Secara teknis anggaran, Menkeu harus menjelaskan apakah serapan anggaran yang belum optimal tersebut apakah karena proyeknya belum selesai, belum dibayar, atau proyeknya sudah ada namun belum ditenderkan.

“Jadi apakah itu uang yang sudah ditransfer atau belum terealisasikan, itu harus dijelaskan. Itu banyak klasifikasinya,” tegas Politisi Partai Golkar ini.

Secara cakupan, ia juga meminta Menkeu menjelaskan apakah anggaran Rp1.200 triliun total angka APBN, atau akumulasi APBN dengan APBD Provinsi dan Kabupaten/Kota.

“Kalau misalnya Rp1.200 triliun itu merupakan APBN penuh ini merupakan prestasi yang buruk, karena tugasnya pemerintah adalah mendorong terjadinya belanja,” ujar Anggota Badan Akuntabilitas Keuangan Negara (BAKN) DPR itu.
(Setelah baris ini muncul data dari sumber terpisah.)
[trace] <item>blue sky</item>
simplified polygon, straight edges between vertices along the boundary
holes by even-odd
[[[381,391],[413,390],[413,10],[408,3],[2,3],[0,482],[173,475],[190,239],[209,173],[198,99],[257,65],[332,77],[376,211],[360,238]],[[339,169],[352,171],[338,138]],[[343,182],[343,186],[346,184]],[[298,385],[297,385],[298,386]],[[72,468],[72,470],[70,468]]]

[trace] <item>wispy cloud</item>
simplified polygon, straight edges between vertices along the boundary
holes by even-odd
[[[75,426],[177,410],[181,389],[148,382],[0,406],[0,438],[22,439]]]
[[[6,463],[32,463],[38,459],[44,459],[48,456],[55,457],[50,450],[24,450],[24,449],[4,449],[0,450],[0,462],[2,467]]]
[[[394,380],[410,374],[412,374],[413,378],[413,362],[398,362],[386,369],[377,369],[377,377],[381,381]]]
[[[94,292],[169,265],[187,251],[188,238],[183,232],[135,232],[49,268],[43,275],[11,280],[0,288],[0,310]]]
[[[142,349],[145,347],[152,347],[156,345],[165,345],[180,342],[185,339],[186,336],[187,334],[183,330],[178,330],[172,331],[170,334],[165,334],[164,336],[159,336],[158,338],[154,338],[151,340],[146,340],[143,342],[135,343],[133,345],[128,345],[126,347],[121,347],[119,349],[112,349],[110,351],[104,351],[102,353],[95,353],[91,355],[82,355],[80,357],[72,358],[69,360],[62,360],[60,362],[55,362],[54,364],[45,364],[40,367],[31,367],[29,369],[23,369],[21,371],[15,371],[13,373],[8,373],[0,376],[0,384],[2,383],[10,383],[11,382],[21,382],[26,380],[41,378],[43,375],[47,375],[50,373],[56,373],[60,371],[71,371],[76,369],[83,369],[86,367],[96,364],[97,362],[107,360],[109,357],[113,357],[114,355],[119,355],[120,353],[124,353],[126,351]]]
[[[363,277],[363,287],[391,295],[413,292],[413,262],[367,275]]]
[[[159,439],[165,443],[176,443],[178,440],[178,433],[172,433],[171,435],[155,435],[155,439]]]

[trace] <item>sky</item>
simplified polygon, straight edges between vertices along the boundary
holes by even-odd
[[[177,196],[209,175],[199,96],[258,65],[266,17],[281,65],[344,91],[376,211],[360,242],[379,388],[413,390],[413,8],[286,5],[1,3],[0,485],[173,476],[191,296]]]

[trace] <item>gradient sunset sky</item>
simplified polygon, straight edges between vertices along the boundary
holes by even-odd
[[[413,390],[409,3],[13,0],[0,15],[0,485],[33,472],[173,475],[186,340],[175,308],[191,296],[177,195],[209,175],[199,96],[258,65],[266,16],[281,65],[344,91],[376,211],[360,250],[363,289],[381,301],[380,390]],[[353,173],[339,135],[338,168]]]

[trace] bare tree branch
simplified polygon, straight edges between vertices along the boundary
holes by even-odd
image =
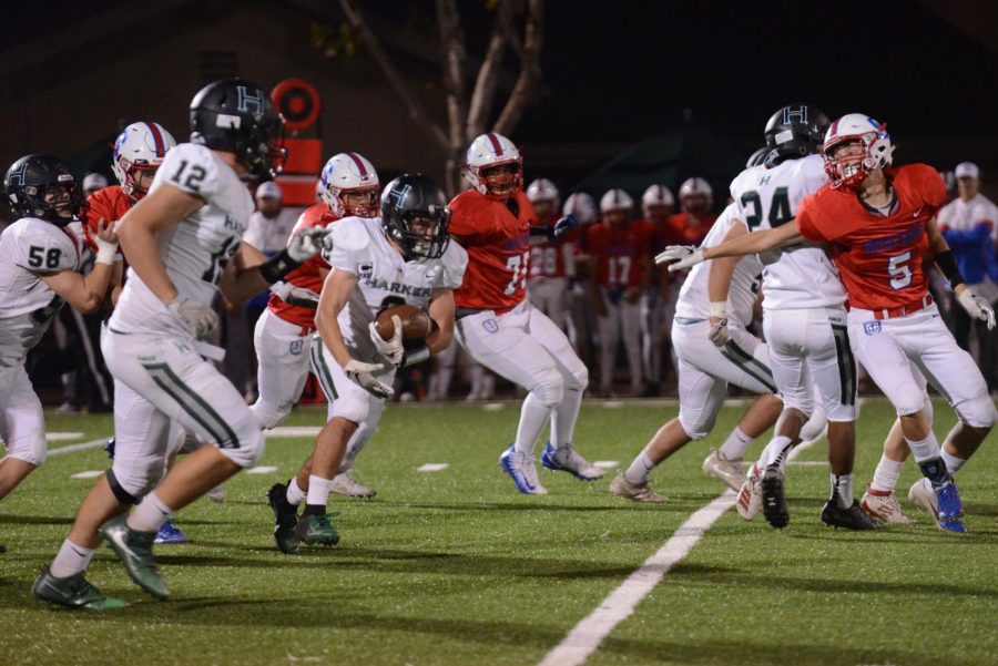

Di sisi lain, ia tidak mempersoalkan siklus anggaran yang selalu dioptimalkan di semester kedua tiap tahunnya. Sebab, siklus anggaran terbagi menjadi dua, yaitu siklus perencanaan dan siklus realisasi. Bahkan, untuk perencanaan pembiayaan anggaran sudah bisa pre-loading, atau pembiayaan di awal di bulan November tahun sebelumnya.

 “Bulan November pemerintah sudah bisa mencetak utang baru untuk pembiayaan APBN berikutnya. Artinya tidak ada masalah tinggal masalah pelaksanaannya. Nah, pemerintah tugasnya mendorong pelaksanaan realisasi anggaran tersebut,” ujarnya.

Karena itu, ia menilai Rp1.200 itu angka yang sangat serius. Sehingga, Menkeu harus klarifikasi apakah Rp1.200 triliun itu akumulasi dari APBN, APBD Provinsi, dan APBD Kota/Kab. Kalau tidak akumulasi dari anggaran pusat dan daerah, ini berarti (serapan anggaran pusat) ada sesuatu yang tidak berjalan di APBN.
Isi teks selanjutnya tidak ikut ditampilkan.